Bergen, Norway 12 – 14 June, 2018

Alliances, digitisation, subsea-as-service and robotics

 

There is operator positivity towards activity, new technology and new relationships with suppliers in the subsea oil and gas industry. But there are also still pinch points, this morning’s Underwater Technology Conference (UTC) plenary session heard.

Over the last three years, costs have been reduced to make projects competitive and new operator-contractor relationships formed, through alliances, new contracting strategies and collaboration. But, there’s still some way to go to a full adoption of digital technologies and there’s still scope to significantly change supplier-operator relationships, including the potential to move to what was described as “subsea as a service”. A robotic-driven unmanned future is also starting to appear on the horizon, with product delivery by drones, the event in Bergen heard.

Keynote speaker Aker BP CEO Karl Johnny Hersvik said that: “The thing we have learned most the over the last few couple of years it that interaction with suppliers is the key.” A problem in the past has been that alliances have been one offs, which lead to lessons not being learned. This is changing, but new models could also be introduced. “The alliance model is old stuff that we copied from automotive manufacturing, from Toyota. How do you take the next step, product as a service? I don’t want to buy those products, I want subsea as a service, paying for uptime. The value chain competency is within the supply chain.”

Lundin COO Erik Sverre Jenssen agreed. “Our core business is not owning equipment, it’s finding oil and producing it. We don’t to own turbines. Can the supplier own it and we just pay for capacity? This is one (potential) model.”

There’s also a huge opportunity to take digital further, says Hersvik. Adopting digital technologies has been painful at times. “The subsea business is not really cutting edge when it comes to digital,” he says. In some cases, companies have adopted Apps without properly understanding the data they have: its topology, architecture and data acquisition strategies. These need to be understood, as well as the context of the data and how it’s visualised, before companies should move into using digital applications, says Hersvik. “We started with APMs and failed badly because we didn’t understand the data context and flow of data. Sharing data is key to get this done. If you don’t share data this will happen in silos. Without sufficient data you cannot do fast learning, simulation, modelling, and you’re going to fail. This is not scary, it’s a complete change of attitude from secrecy is the norm to openness is the norm.”

Robotic unmanned futures

A vision into an unmanned future was presented by Bjørn Kåre Viken, VP of Process Technology and Collaboration at Equinor. “We believe replacing manned with remote operations will have a positive impact, not least on safety,” he said. As examples, Viken cited subsea “snake” robot company Eelume and Equinor’s Remote Offshore Facility (ROF) and Unmanned Production Platform (UPP) concepts. The ROF concept includes use of topside robotics, as well as drones for TEG delivery to the facility. Equinor has already installed and is operating from shore UPP at Valemon, supported by nearby infrastructure, and a stand-alone floating version, with tanker offload, is being considered. A ROF, meanwhile, could be considered for the Peon stand-alone gas condensate project. “The ultimate” would be to have a standalone deepwater UPP, particularly for Brazilian projects, Viken said. A UPP could offer 30% less capex cost and 50% less opex cost, compared to a traditional concept, he said.

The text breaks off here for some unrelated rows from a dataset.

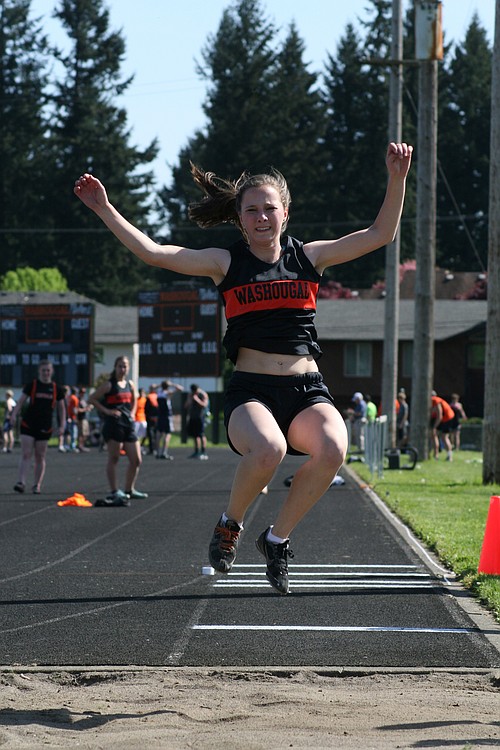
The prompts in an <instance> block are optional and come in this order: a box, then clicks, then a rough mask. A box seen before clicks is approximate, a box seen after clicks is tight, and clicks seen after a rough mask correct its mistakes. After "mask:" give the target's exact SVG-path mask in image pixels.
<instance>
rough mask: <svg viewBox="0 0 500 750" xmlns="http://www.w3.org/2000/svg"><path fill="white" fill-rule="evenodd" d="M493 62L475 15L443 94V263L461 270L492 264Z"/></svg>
mask: <svg viewBox="0 0 500 750" xmlns="http://www.w3.org/2000/svg"><path fill="white" fill-rule="evenodd" d="M491 66H492V50H491V48H490V46H489V43H488V39H487V36H486V31H485V29H484V28H482V27H481V25H480V23H479V19H478V17H477V16H475V17H474V18H473V19H472V21H471V24H470V26H469V28H468V30H467V33H466V36H465V39H464V41H463V43H461V44H459V45H458V46H457V47H456V48H455V50H454V54H453V57H452V59H451V61H450V63H449V65H448V66H447V68H446V71H445V74H444V76H443V79H442V81H441V92H440V96H441V100H442V101H443V100H445V106H444V107H441V108H440V119H439V143H438V157H439V160H440V165H441V167H442V175H441V177H440V179H439V180H438V208H437V211H438V217H439V218H438V224H437V240H438V248H437V262H438V265H440V266H441V267H447V268H451V269H454V270H458V271H470V270H477V271H481V270H483V269H484V268H485V267H486V265H487V244H488V240H487V232H488V221H487V212H488V195H489V161H490V156H489V148H490V137H489V133H490V122H491ZM457 154H460V158H457ZM443 178H444V180H443ZM461 217H462V218H461Z"/></svg>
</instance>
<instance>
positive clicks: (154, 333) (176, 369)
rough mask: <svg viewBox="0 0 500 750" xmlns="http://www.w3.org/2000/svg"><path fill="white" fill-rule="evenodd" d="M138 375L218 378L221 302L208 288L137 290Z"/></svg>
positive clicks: (157, 376)
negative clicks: (156, 290)
mask: <svg viewBox="0 0 500 750" xmlns="http://www.w3.org/2000/svg"><path fill="white" fill-rule="evenodd" d="M138 316H139V371H140V373H141V376H144V377H151V378H165V377H211V376H212V377H218V376H219V374H220V345H221V335H220V304H219V299H218V294H217V291H216V290H215V289H212V288H195V289H193V288H192V287H189V288H184V289H183V288H179V286H176V287H175V288H173V289H171V290H168V291H156V292H141V293H140V294H139V299H138Z"/></svg>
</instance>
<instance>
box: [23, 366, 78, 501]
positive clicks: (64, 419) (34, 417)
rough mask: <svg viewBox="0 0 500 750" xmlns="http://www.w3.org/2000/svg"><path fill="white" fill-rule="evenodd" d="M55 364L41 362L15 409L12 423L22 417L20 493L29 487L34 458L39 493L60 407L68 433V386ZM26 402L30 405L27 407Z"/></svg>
mask: <svg viewBox="0 0 500 750" xmlns="http://www.w3.org/2000/svg"><path fill="white" fill-rule="evenodd" d="M53 374H54V366H53V364H52V362H49V360H47V359H42V361H41V362H40V364H39V365H38V371H37V377H36V378H35V379H34V380H33V381H32V382H31V383H27V384H26V385H25V386H24V388H23V391H22V393H21V395H20V397H19V401H18V402H17V404H16V406H15V407H14V409H13V411H12V417H11V419H12V424H14V423H15V420H16V419H17V416H18V414H20V413H22V417H21V427H20V432H21V460H20V463H19V479H18V481H17V482H16V484H15V485H14V489H15V491H16V492H24V491H25V489H26V475H27V472H28V469H29V467H30V464H31V461H32V459H33V457H34V484H33V487H32V492H33V494H35V495H39V494H40V491H41V487H42V481H43V477H44V475H45V469H46V456H47V446H48V443H49V439H50V437H51V435H52V423H53V417H54V410H55V409H57V414H58V425H59V428H58V429H59V431H60V432H64V423H65V419H66V410H65V406H64V388H63V387H62V386H60V385H57V384H56V383H54V381H53V380H52V376H53ZM25 404H27V405H26V408H23V407H24V406H25Z"/></svg>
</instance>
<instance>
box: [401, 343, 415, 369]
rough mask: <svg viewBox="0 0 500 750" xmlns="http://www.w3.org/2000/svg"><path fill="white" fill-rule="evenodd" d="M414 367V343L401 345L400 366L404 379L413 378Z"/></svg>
mask: <svg viewBox="0 0 500 750" xmlns="http://www.w3.org/2000/svg"><path fill="white" fill-rule="evenodd" d="M412 367H413V341H403V343H402V344H401V363H400V366H399V369H400V372H401V377H402V378H411V376H412Z"/></svg>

Digitalisation will also play its role for Equinor, he said. “We would like computers to see the optimum placement of wells in the reservoir.” Equinor has been mining well data to find “missed pay” opportunities, which has already lead to new prospects and “we are just scratching the surface,” he said.

In other areas, technology that has been developed for subsea fields, such as subsea gas compression, could be used for offshore topsides, such as in the Bay du Nord project, he said. “Subsea to sand is something to look for in the future,” he said, i.e. where technology developed for subsea is used onshore because of its compactness and robustness.

Technology was also high on the agenda for Lundin, including all-electric subsea systems. “We all have trouble with hydraulic control systems and I don’t get any good answers when I ask why we haven’t done all-electric yet,” said Jenssen.  “Why don’t we just go and do it?”

While there are still challenges, UTC Program Committee Chairman Jon Arve Sværen, from OneSubsea, reflected on how far the industry has come in a relatively short period of time. Deepwater has gone from being 300m to 3000m, he says. High-pressure has gone from 300psi to 20,000 psi and subsea tiebacks are more than 100km for oil and 200km for gas. “Technology has been the driver for past growth in the industry and remarkable activity over a short period of time,” he says.

Over the rest of today and tomorrow, we will hear more about the technologies available to the industry in the UTC Bergen conference parallel sessions.

UTC 2018 is the 24th Underwater Technology Conference, with 700 professionals and 40 exhibitors expected to attend at Bergen’s Grieghallen from 12-14 June 2018.